The LA Times has a good article discussing recent findings about whether coffee is good or bad for our health.
Definitive proof that coffee is good for the blood vessels is unlikely to emerge anytime soon, Hemmen says. Such studies would need to randomly select people to drink either a lot of coffee or a little coffee, and then researchers would have to closely monitor their coffee intake and health for decades.
What we currently have is circumstantial evidence, in other words, evidence of correlation only. Such evidence is not definitive for a number of reasons, including:
- The studies examined certain subgroups of the population, which makes generalizing to the whole population a bit of a stretch. For example, the 2008 Finnish study concerned male smokers who drink 8 or more cups a day compared to those who don't drink at all. How comfortable are you that this result applies to the larger population?

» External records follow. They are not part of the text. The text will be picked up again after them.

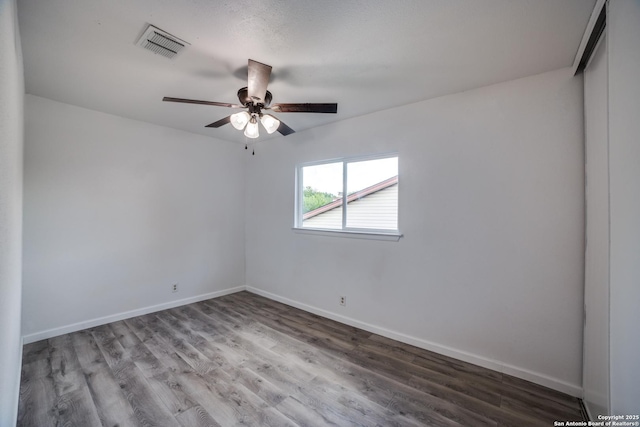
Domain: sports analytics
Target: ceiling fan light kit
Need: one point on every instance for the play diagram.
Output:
(240, 120)
(251, 131)
(255, 98)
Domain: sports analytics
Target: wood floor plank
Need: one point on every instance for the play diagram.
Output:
(111, 404)
(147, 406)
(196, 417)
(244, 360)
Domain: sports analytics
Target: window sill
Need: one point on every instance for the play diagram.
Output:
(391, 236)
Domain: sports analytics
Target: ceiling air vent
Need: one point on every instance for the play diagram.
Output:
(161, 42)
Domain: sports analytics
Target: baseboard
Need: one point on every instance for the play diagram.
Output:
(534, 377)
(54, 332)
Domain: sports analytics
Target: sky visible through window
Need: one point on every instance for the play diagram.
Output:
(328, 177)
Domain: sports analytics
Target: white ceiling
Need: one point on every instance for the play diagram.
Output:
(366, 55)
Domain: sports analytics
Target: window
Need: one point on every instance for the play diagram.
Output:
(359, 195)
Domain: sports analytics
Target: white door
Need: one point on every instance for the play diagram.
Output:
(596, 328)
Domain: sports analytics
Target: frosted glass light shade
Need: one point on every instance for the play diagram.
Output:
(270, 123)
(240, 120)
(251, 130)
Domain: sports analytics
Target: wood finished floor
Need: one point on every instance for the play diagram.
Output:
(245, 360)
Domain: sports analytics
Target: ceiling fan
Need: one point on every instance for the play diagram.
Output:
(255, 98)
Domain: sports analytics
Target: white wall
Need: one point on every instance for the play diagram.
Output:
(116, 211)
(11, 146)
(491, 206)
(623, 26)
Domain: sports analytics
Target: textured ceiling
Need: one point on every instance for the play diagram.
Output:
(366, 55)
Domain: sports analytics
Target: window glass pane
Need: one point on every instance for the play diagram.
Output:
(372, 194)
(322, 196)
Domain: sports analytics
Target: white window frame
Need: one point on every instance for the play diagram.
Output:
(362, 233)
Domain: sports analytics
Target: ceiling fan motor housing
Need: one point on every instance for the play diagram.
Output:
(245, 99)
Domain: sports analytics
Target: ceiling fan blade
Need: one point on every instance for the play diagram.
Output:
(195, 101)
(258, 79)
(285, 130)
(305, 108)
(219, 123)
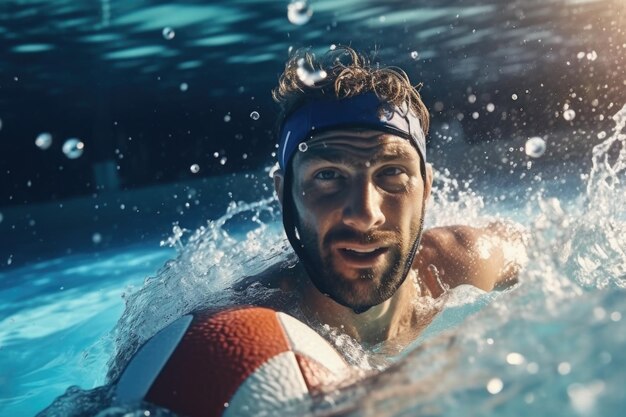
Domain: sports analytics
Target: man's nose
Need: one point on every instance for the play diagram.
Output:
(363, 208)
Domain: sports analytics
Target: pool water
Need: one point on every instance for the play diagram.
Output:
(552, 345)
(171, 103)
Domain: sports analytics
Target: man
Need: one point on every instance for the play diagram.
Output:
(353, 185)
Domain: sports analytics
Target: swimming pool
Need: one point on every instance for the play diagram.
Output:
(553, 344)
(521, 91)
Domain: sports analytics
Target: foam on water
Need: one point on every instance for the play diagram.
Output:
(553, 344)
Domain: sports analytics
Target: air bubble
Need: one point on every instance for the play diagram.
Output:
(168, 33)
(569, 115)
(494, 386)
(535, 147)
(43, 141)
(73, 148)
(299, 12)
(515, 358)
(96, 238)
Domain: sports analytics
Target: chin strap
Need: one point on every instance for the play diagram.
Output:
(291, 230)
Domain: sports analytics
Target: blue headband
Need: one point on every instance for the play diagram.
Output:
(365, 110)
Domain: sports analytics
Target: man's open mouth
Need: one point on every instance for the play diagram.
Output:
(362, 256)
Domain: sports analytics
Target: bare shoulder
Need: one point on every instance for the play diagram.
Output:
(486, 257)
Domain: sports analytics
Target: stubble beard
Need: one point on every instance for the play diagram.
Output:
(371, 287)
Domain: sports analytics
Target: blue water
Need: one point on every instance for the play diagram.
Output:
(56, 319)
(552, 345)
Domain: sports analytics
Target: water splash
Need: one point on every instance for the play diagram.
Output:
(208, 263)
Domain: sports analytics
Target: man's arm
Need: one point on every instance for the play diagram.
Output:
(488, 258)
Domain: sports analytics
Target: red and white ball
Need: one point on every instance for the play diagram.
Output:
(240, 362)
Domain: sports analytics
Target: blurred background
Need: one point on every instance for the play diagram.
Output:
(119, 119)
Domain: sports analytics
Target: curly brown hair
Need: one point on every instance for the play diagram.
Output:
(346, 73)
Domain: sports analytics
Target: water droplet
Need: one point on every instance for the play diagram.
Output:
(535, 147)
(569, 115)
(168, 33)
(564, 368)
(386, 112)
(43, 141)
(299, 12)
(494, 386)
(96, 238)
(73, 148)
(309, 76)
(515, 358)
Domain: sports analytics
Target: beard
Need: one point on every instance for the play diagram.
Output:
(371, 286)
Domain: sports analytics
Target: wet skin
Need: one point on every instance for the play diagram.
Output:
(359, 197)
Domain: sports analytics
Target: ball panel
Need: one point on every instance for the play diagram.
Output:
(218, 352)
(146, 365)
(277, 384)
(306, 342)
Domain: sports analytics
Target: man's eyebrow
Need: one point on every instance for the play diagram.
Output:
(340, 157)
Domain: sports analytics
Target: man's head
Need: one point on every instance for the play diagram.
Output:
(353, 179)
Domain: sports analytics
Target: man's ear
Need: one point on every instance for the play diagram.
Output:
(279, 182)
(428, 182)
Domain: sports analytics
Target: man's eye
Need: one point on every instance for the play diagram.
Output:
(391, 171)
(327, 174)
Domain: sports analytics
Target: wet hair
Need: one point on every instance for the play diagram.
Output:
(347, 73)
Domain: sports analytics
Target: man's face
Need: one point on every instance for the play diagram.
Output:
(359, 199)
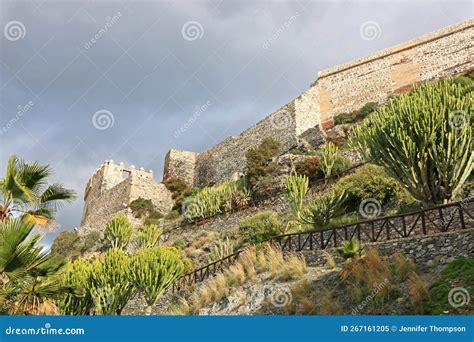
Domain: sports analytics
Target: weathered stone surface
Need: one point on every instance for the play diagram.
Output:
(111, 189)
(349, 86)
(180, 164)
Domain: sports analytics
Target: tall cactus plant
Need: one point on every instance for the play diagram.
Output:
(296, 188)
(118, 232)
(423, 139)
(329, 156)
(154, 270)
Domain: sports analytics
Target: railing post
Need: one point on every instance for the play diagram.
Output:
(372, 226)
(404, 227)
(461, 216)
(423, 222)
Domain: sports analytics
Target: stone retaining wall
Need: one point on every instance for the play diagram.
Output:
(426, 251)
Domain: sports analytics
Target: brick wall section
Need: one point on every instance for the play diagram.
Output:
(437, 55)
(180, 164)
(112, 187)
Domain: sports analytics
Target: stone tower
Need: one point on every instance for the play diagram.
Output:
(112, 187)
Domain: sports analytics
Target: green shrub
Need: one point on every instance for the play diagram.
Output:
(296, 188)
(153, 271)
(310, 167)
(459, 272)
(371, 182)
(329, 156)
(345, 118)
(172, 215)
(179, 189)
(324, 208)
(262, 170)
(260, 226)
(367, 109)
(179, 243)
(212, 201)
(118, 232)
(423, 140)
(148, 236)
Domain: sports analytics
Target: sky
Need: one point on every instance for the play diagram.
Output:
(86, 81)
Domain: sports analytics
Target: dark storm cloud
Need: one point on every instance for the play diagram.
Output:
(132, 60)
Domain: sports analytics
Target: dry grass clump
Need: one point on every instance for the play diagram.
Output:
(370, 275)
(252, 261)
(293, 268)
(403, 267)
(417, 290)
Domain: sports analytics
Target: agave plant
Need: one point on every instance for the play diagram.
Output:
(153, 271)
(350, 249)
(25, 192)
(423, 139)
(118, 232)
(296, 187)
(148, 236)
(27, 272)
(328, 158)
(324, 208)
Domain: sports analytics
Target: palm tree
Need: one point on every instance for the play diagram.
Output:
(26, 192)
(27, 272)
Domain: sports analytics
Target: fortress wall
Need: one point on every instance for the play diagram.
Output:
(113, 187)
(439, 54)
(99, 210)
(180, 164)
(227, 159)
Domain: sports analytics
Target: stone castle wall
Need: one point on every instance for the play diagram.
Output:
(338, 90)
(111, 189)
(436, 55)
(301, 121)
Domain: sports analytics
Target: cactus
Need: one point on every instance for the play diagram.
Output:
(212, 201)
(153, 271)
(323, 209)
(102, 287)
(423, 139)
(111, 285)
(350, 249)
(329, 156)
(77, 275)
(148, 236)
(296, 188)
(118, 232)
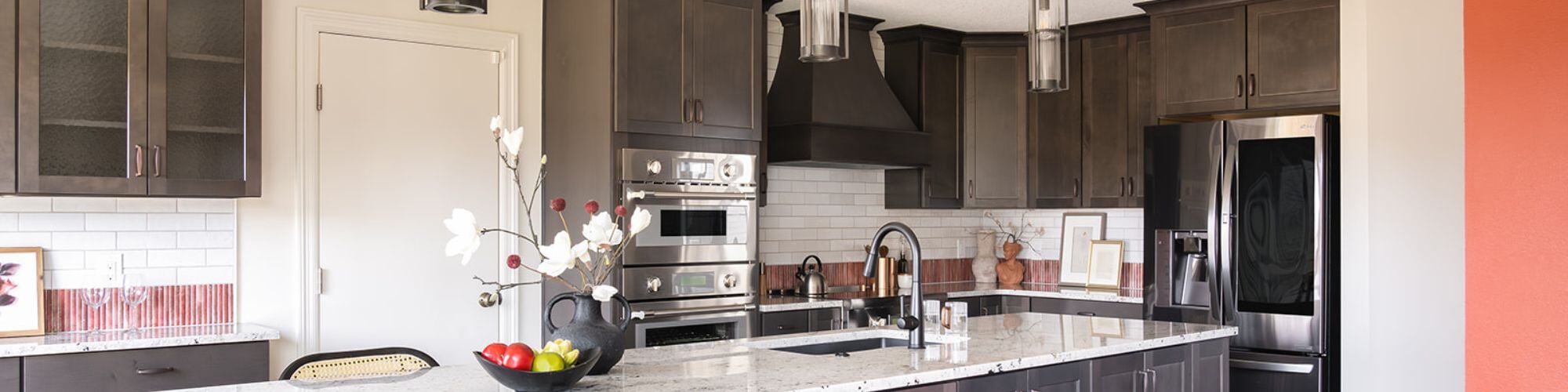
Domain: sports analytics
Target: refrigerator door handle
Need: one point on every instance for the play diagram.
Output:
(1277, 368)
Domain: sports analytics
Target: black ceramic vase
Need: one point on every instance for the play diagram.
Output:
(589, 328)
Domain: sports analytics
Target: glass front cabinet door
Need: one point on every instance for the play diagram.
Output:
(123, 98)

- Multiple studies with roughly similar findings do help increase our confidence in the result but having many studies does not mean that all relevant segments of the population have been covered, nor should we treat every study with equal weight. The Times did great to give us some details of each study, such as the sample size and the composition of the population under study.
- The data comes from "observational studies", meaning that people choose to drink whatever amount they choose. The challenge with this type of study is that we cannot eliminate the possibility that coffee drinkers tend to be more health conscious, and therefore, it's not the coffee that is doing the magic but other unobserved traits. Now, you may not agree that this correlation is plausible but you also can't claim it is not possible. As the article points out, research does show that there are differences in behavior between coffee drinkers and non-drinkers.

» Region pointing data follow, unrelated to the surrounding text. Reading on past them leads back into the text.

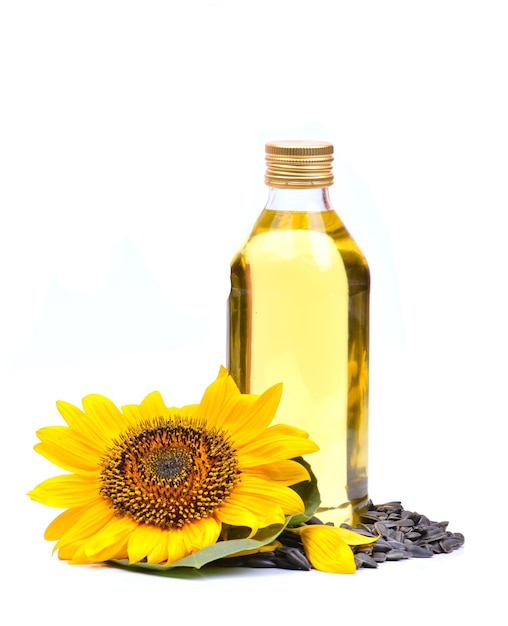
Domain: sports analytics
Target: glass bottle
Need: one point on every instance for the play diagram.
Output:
(299, 314)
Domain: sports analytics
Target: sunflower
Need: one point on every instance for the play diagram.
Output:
(328, 547)
(151, 483)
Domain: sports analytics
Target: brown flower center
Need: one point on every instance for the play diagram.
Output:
(169, 472)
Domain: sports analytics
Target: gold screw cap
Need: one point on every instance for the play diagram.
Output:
(299, 164)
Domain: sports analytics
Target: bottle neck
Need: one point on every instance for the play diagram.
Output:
(304, 200)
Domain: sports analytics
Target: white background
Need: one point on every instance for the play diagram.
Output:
(131, 169)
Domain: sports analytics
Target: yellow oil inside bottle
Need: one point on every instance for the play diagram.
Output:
(298, 314)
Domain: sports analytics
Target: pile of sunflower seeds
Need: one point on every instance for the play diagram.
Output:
(402, 535)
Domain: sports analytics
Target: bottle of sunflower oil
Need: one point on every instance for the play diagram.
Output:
(299, 314)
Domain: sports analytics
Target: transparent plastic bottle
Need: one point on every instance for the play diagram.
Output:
(299, 314)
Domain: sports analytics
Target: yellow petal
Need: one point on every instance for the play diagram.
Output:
(237, 512)
(106, 418)
(284, 472)
(326, 549)
(67, 449)
(80, 423)
(151, 407)
(110, 542)
(269, 447)
(290, 502)
(67, 491)
(144, 540)
(252, 415)
(201, 533)
(91, 520)
(62, 523)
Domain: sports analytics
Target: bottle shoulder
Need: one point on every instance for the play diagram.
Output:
(327, 222)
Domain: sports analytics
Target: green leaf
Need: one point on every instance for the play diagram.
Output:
(212, 553)
(309, 493)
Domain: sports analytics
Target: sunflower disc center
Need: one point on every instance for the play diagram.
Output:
(169, 472)
(168, 464)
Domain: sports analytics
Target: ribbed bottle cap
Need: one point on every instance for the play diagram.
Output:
(299, 164)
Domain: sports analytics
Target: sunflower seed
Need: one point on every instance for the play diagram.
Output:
(291, 558)
(364, 560)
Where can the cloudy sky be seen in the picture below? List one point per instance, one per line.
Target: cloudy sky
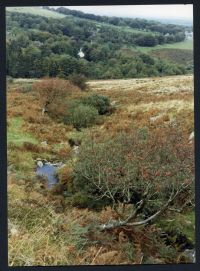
(141, 11)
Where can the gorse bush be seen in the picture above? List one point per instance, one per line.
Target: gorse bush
(100, 102)
(81, 116)
(52, 94)
(78, 80)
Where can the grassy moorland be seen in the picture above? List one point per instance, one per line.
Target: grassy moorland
(51, 227)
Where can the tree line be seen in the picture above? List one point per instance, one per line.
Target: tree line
(38, 46)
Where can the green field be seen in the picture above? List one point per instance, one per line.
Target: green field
(36, 11)
(187, 44)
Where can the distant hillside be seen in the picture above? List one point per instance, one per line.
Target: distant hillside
(41, 43)
(36, 11)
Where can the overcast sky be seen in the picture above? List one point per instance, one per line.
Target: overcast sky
(141, 11)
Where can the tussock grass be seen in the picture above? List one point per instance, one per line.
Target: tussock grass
(44, 228)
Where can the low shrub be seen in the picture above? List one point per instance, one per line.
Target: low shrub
(78, 80)
(81, 116)
(9, 80)
(121, 168)
(100, 102)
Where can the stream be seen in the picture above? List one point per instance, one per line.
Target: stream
(48, 171)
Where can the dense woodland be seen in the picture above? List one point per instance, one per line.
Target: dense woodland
(38, 46)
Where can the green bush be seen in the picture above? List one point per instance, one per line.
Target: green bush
(78, 80)
(100, 102)
(81, 116)
(9, 79)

As one of the interviewees explained: "[The observed benefits] may be due to some other factors we haven't even taken into consideration." The reason why a randomized experiment, in which people are randomly assigned to drink either more or less coffee, is more reliable is that random selection ensures that if some unknown factor is affecting the results, it affects the results of both test groups evenly, not biasing the relative results.
Given the nature of these results, the Times does well not to hyperventilate, telling readers that "Such studies reveal that coffee isn't harmful, as once thought, and might even be beneficial."